If inspiration is so important, how does it help? If God has inspired me to care about my children and to know that they will be losing out if I don't home school them, I will not quit and ship them to the local institution.

If I realize that they, as well as I, need to stay strong, I will guard our sleeping and eating habits carefully. I will keep them with me, allowing them to sleep all they need while they are growing. I will tend to their diet, making sure their food is balanced and adequate, instead of sending them to the land where ketchup is a vegetable and a hotdog is meat. I will keep them at home when they are ill and when others are ill, to allow them to enjoy life at its uninfected best.

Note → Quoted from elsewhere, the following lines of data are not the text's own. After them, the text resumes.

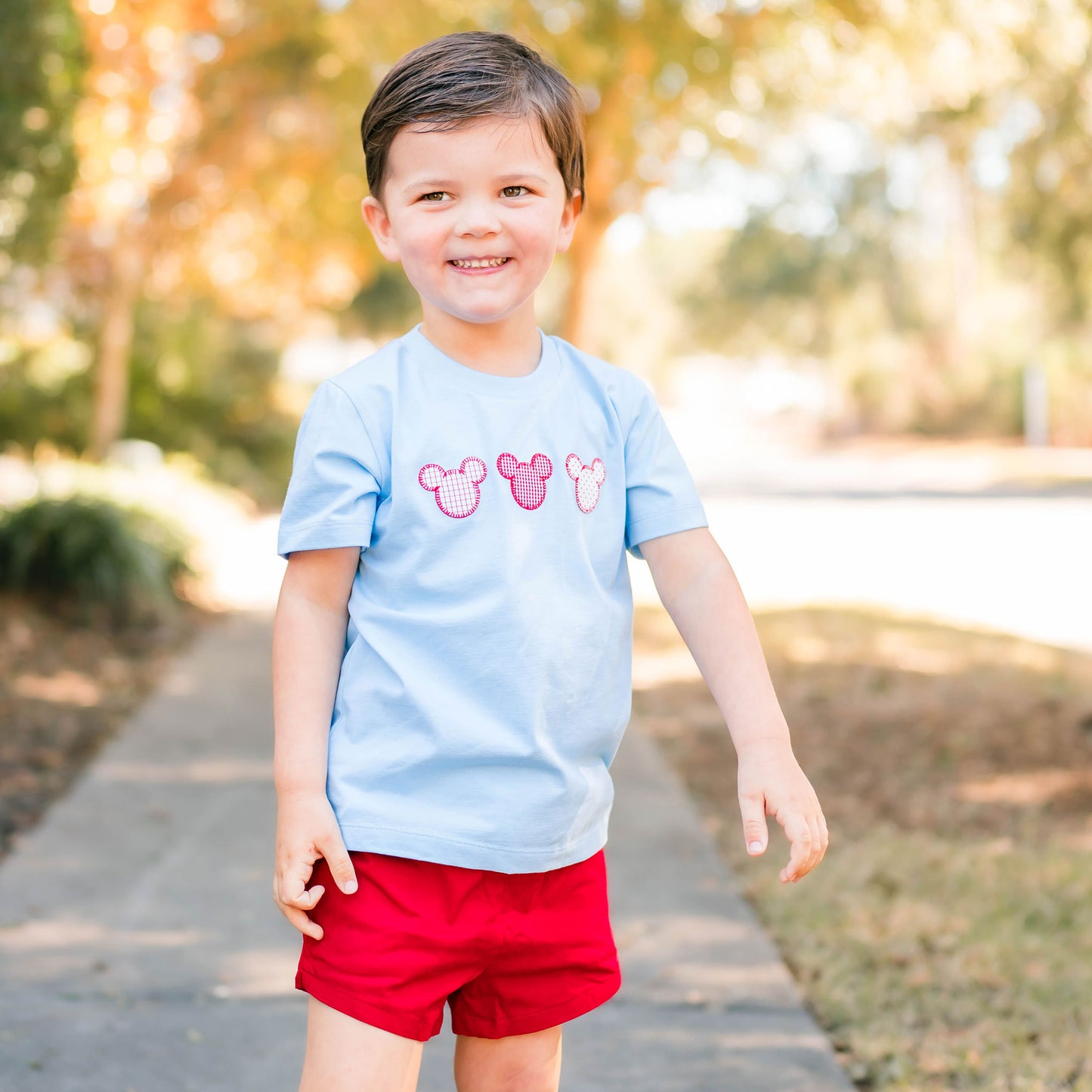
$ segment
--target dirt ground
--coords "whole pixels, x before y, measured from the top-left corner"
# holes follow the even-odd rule
[[[186,604],[161,628],[111,632],[0,594],[0,859],[218,618]]]
[[[1092,656],[854,609],[756,612],[831,832],[781,885],[667,614],[633,710],[680,774],[858,1088],[1092,1092]]]

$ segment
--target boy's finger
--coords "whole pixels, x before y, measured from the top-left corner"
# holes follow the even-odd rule
[[[795,882],[808,871],[806,866],[811,856],[815,838],[811,827],[802,815],[794,815],[785,820],[785,834],[792,846],[788,864],[782,871],[781,878],[786,882],[790,880]]]
[[[292,906],[282,906],[281,912],[300,933],[312,937],[314,940],[322,939],[322,926],[312,922],[301,910],[294,910]]]
[[[334,882],[346,894],[352,894],[356,890],[356,869],[353,867],[353,859],[349,857],[345,846],[339,843],[336,846],[329,846],[322,854],[330,866],[330,875]]]
[[[739,815],[744,821],[744,845],[752,856],[765,850],[769,833],[765,828],[765,800],[760,796],[740,796]]]
[[[323,891],[325,891],[325,888],[321,883],[316,883],[314,887],[309,888],[307,891],[282,897],[282,902],[286,906],[299,906],[300,910],[310,910],[322,898]]]

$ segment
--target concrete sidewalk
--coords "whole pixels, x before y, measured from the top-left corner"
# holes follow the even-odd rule
[[[212,627],[0,865],[4,1092],[298,1087],[299,935],[271,898],[270,642],[269,612]],[[613,772],[624,985],[567,1025],[561,1088],[848,1092],[639,724]],[[446,1014],[422,1092],[453,1089],[453,1048]]]

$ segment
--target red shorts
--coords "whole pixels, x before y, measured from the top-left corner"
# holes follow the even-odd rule
[[[321,940],[304,937],[296,988],[425,1041],[451,1006],[456,1035],[503,1038],[572,1020],[621,985],[604,851],[545,873],[495,873],[352,851],[345,894],[323,858],[308,887]]]

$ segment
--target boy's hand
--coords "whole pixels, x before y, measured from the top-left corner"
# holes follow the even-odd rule
[[[787,740],[759,739],[739,752],[739,811],[747,852],[765,852],[765,817],[773,816],[791,843],[781,882],[795,883],[822,860],[829,838],[819,798]]]
[[[325,889],[321,883],[309,891],[306,887],[319,857],[330,865],[337,887],[352,894],[356,890],[356,870],[325,792],[277,793],[273,901],[300,933],[316,940],[322,939],[322,926],[312,922],[306,911],[313,909]]]

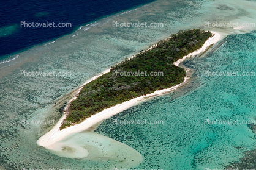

If God helps me to realize that my children will learn to be disorganized if they see me being so, I will shape up. I will establish schedules and stick to them. I will force my children to follow my lead. I will also show an organized lifestyle by tidying a little every day, so that my house is never "the pits." If I realize that God is the God of order, not chaos, I will consider this as I make every decision regarding my home, school, and life.

In fact, if my inspiration comes from God, my whole life will exhibit this type of self-control. I will score papers promptly. I will keep a neat home. I will not waste money on trifles. I will collect homemaking tricks and use them. I will try, in every possible way, to be like the wonderful homemakers of old.

Why will I do all those things? It is because I will be waiting for God to show His excellence in my children. That will be the most important thing in life, to me, as a Godly mother. I will not want to let them grow up full of bad habits that they need to break. I will not want to let them grow up thinking that laziness is good, that waste is good, and that foolishness and frivolity are good. I will not want to let them grow up thinking that impatience is good.

Ah, yes, patience: That is the best product of Godly inspiration. When we know that God is telling us what to do and we obey it, we will not become so tossed about (James 1:5-6). We receive blessings from God because we seek wisdom from Him and we do what He says. He, alone, knows what our children need. If it is difficult for me to do, I must do it anyway, full of this assurance: What I hope to achieve in my children will manifest, ultimately, and what I lack in ability will come to me from the Throne of Grace.

The Bible tells us in Proverbs 2:6 that when we train up our children in the way they should go, they will not depart from it. This promise from God inspires me to make things happen.

That it may also inspire you, is my prayer.


Katharine Trauger has homeschooled her six children for over twenty years. She and her husband, Gerald, live in Arkansas, and enjoy gardening, reading, and Bible study.